Op 't Hof Martin, Hu Ke, Tong Song, Bai Honghong
School of Articifical Intelligence, Radboud University, 6500 HE Nijmegen, The Netherlands.
Department of Psychological and Cognitive Sciences, Tsinghua University, Beijing 100084, China.
J Intell. 2025 Jul 3;13(7):80. doi: 10.3390/jintelligence13070080.

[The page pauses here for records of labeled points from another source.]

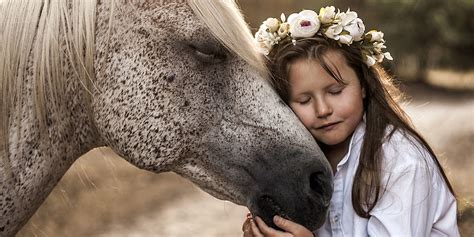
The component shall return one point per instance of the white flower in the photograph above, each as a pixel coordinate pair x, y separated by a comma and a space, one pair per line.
283, 30
356, 29
272, 24
266, 40
347, 17
345, 39
375, 35
333, 32
370, 60
303, 24
263, 48
379, 57
327, 14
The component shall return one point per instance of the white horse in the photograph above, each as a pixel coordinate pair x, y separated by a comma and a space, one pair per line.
168, 85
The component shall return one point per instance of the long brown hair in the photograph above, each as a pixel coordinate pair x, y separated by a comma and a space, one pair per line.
380, 106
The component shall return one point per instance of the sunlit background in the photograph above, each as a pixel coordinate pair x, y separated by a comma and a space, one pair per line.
432, 43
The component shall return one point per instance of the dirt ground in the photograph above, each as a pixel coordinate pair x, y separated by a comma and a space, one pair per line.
102, 195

Current research predominantly involves human subjects to evaluate AI creativity. In this explorative study, we questioned the validity of this practice and examined how creator-assessor (dis)similarity-namely to what extent the creator and the assessor were alike-along two dimensions of culture (Western and English-speaking vs. Eastern and Chinese-speaking) and agency (human vs. AI) influences the assessment of creativity. We first asked four types of subjects to create stories, including Eastern participants (university students from China), Eastern AI (Kimi from China), Western participants (university students from The Netherlands), and Western AI (ChatGPT 3.5 from the US). Both Eastern participants and AI created stories in Chinese, which were then translated into English, while both Western participants and AI created stories in English, which were then translated into Chinese. A subset of these stories (2 creative and 2 uncreative per creator type, in total 16 stories) was then randomly selected as assessment materials. Adopting a within-subject design, we then asked new subjects from the same four types ( = 120, 30 per type) to assess these stories on creativity, originality, and appropriateness. The results confirmed that similarities in both dimensions of culture and agency influence the assessment of originality and appropriateness. As for the agency dimension, human assessors preferred human-created stories for originality, while AI assessors showed no preference. Conversely, AI assessors rated AI-generated stories higher in appropriateness, whereas human assessors showed no preference. Culturally, both Eastern and Western assessors favored Eastern-created stories in originality. And as for appropriateness, the assessors always preferred stories from the creators with the same cultural backgrounds. The present study is significant in attempting to ask an often-overlooked question and provides the first empirical evidence to underscore the need for more discussion on using humans to judge AI agents' creativity or the other way around.
当前的研究主要涉及人类受试者以评估人工智能的创造力。在这项探索性研究中,我们质疑了这种做法的有效性,并研究了创作者与评估者在文化(西方和英语国家与东方和华语国家)和主体(人类与人工智能)这两个维度上的(不)相似性,即创作者和评估者的相似程度,如何影响创造力评估。我们首先让四类受试者创作故事,包括东方参与者(来自中国的大学生)、东方人工智能(来自中国的豆包)、西方参与者(来自荷兰的大学生)和西方人工智能(来自美国的ChatGPT 3.5)。东方参与者和人工智能都用中文创作故事,然后翻译成英文,而西方参与者和人工智能都用英文创作故事,然后翻译成中文。然后从这些故事中随机抽取一部分(每种创作者类型各2篇有创造力的和2篇无创造力的,共16篇故事)作为评估材料。采用受试者内设计,我们然后让来自相同四类的新受试者( = 120,每种类型30人)对这些故事的创造力、原创性和恰当性进行评估。结果证实,文化和主体这两个维度上的相似性都会影响对原创性和恰当性的评估。在主体维度方面,人类评估者在原创性上更喜欢人类创作的故事,而人工智能评估者没有表现出偏好。相反,人工智能评估者认为人工智能生成的故事在恰当性上得分更高,而人类评估者没有表现出偏好。在文化方面,东方和西方的评估者在原创性上都更青睐东方创作的故事。至于恰当性,评估者总是更喜欢来自具有相同文化背景创作者的故事。本研究在试图提出一个经常被忽视的问题方面具有重要意义,并提供了首个实证证据,以强调需要更多地讨论使用人类来评判人工智能主体的创造力,或者反之亦然。